Minha vida nem sempre teve portas abertas para mim, todavia, eu vim à luta e conquistei meu lugar. Por que eu não aceitava estar lá embaixo. Sim, você sendo mulher, homem, negro ou branco pode e deve ter ambições. Querer ser alguém na vida e poder ter seu próprio destino. Isso não é errado, conseguir tudo com o suor do seu rosto.

Mas quer saber?

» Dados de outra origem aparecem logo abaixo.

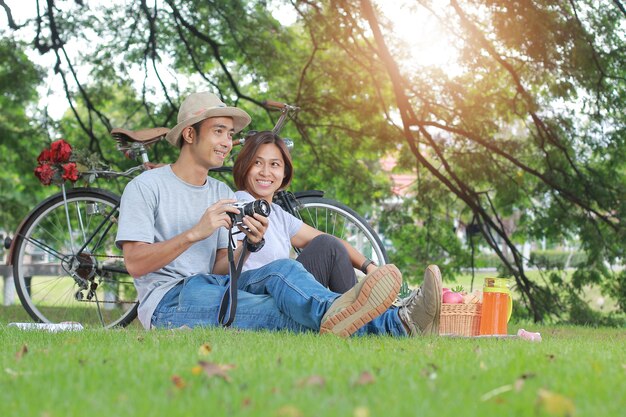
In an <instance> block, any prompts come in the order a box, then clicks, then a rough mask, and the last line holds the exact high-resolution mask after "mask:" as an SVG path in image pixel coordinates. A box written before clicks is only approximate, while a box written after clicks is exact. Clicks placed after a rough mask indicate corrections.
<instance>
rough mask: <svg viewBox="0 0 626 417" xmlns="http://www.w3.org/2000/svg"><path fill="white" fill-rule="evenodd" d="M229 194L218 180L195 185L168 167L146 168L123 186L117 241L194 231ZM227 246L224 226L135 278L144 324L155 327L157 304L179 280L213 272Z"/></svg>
mask: <svg viewBox="0 0 626 417" xmlns="http://www.w3.org/2000/svg"><path fill="white" fill-rule="evenodd" d="M225 198H234V193H233V192H232V190H231V189H230V188H228V186H227V185H226V184H224V183H222V182H220V181H217V180H215V179H213V178H210V177H207V181H206V183H205V184H204V185H202V186H196V185H191V184H188V183H186V182H184V181H183V180H181V179H180V178H178V177H177V176H176V174H174V172H173V171H172V168H171V167H170V166H169V165H166V166H164V167H161V168H156V169H152V170H150V171H146V172H144V173H142V174H141V175H139V176H138V177H136V178H135V179H133V180H132V181H131V182H129V183H128V185H127V186H126V188H125V189H124V194H123V195H122V203H121V206H120V218H119V224H118V230H117V238H116V244H117V245H118V246H121V243H122V242H124V241H136V242H146V243H156V242H162V241H165V240H168V239H171V238H173V237H175V236H177V235H179V234H181V233H183V232H185V231H187V230H189V229H191V228H192V227H193V226H194V225H195V224H196V223H197V222H198V220H200V217H201V216H202V215H203V214H204V212H205V211H206V209H207V208H208V207H209V206H211V205H212V204H214V203H215V202H216V201H218V200H220V199H225ZM226 247H228V231H227V230H226V229H225V228H220V229H219V230H218V231H217V232H215V233H213V234H212V235H211V236H209V237H208V238H206V239H204V240H203V241H200V242H196V243H195V244H194V245H192V246H191V247H190V248H189V249H187V250H186V251H185V252H184V253H182V254H181V255H180V256H179V257H178V258H176V259H174V260H173V261H172V262H170V263H169V264H167V265H166V266H164V267H163V268H161V269H159V270H157V271H154V272H151V273H149V274H146V275H144V276H142V277H140V278H137V279H135V280H134V283H135V287H136V288H137V292H138V295H139V311H138V313H139V320H140V321H141V323H142V324H143V326H144V327H145V328H146V329H149V328H150V324H151V319H152V314H153V313H154V310H155V308H156V307H157V305H158V304H159V302H160V301H161V299H162V298H163V296H164V295H165V294H166V293H167V292H168V291H169V290H170V289H171V288H172V287H174V286H175V285H176V284H177V283H178V282H180V281H181V280H183V279H184V278H186V277H189V276H192V275H196V274H210V273H212V270H213V265H214V264H215V254H216V251H217V250H218V249H222V248H226Z"/></svg>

Mesmo tendo subido centenas de vezes ao palco, eu ainda sinto um arrepio, sinto meu estômago revirar e minha boca secar. Meu coração dispara.

Me posiciono, a porta se abre e todos da luxuosa plateia americana se levantam para me receber. Ovacionada, entro de cabeça erguida, com toda a classe feminina que eu posso usar. Tomo meu lugar ao lado do meu violoncelo, cumprimento sutilmente o pianista, os violonistas, o maestro, e me viro para a plateia. Faço um gesto cumprimentando-os e me sento para começar.

Tem um pequeno vídeo, de uma entrevista com Juliana Mindi, uma pianista e cantora de jazz, militante contra o racismo; ela dizia: “Houve algumas vezes no palco onde eu realmente me senti livre. E isso é uma coisa incrível. Pois liberdade, para mim, é não sentir medo.”

Eu faço dessa frase meu estilo de vida. Não ter medo. Nunca me faço de vítima diante das ocasiões do dia a dia só porque sou mulher, mesmo sabendo de todas as dificuldades que ainda encontramos; nunca lamentei que os homens conseguiam tudo e eu por ser mulher seria inferior, eu vim e mostrei qual o meu valor e agora sou mais uma voz no coro que diz: lugar de mulher é onde ela quiser.

Brasil. Não sei ao certo qual o sentimento de estar voltando para casa. Vendo a cidade pela janela do carro, me dá ânsia e felicidade ao mesmo tempo. Esse lugar foi palco de muita coisa em minha vida antes de eu deixar tudo para trás e seguir em busca de um sonho. Senti aqui desde extrema felicidade a tristezas absolutas. Indignações e rasteiras da vida que me obrigaram a crescer, amadurecer como mulher, ser fria para algumas situações e mais humana para outras.

Aqui eu cresci, apesar de não ter nascido nessa cidade. Mudei para cá aos treze anos, quando meu irmão gêmeo faleceu e meus pais quiseram mudar para tentar esquecer e fugir das lembranças. Hoje, somos apenas eu, meus pais e Matteo, meu irmão mais velho que está em pré-candidatura para vice-governador. E vê-lo chegar nesse nível da política mata a gente de orgulho.

Meu irmão tinha tudo para ter se tornado um meliante ou estar morto pela polícia. Viemos para cá e fomos morar em uma favela. As condições eram precárias, ele começou a ter as piores amizades e toda péssima influência. Era um garoto pobre, que mantinha as pessoas distantes só por ser pobre e morar em favela.

Mas Matteo prosperou, estudou, apanhou da vida, dos traficantes e dos policiais, deu a cara a tapa em diversas ocasiões, mas não se abaixou, seguindo firme no propósito de dar uma vida boa a meus pais e dar, acima de tudo, orgulho a eles.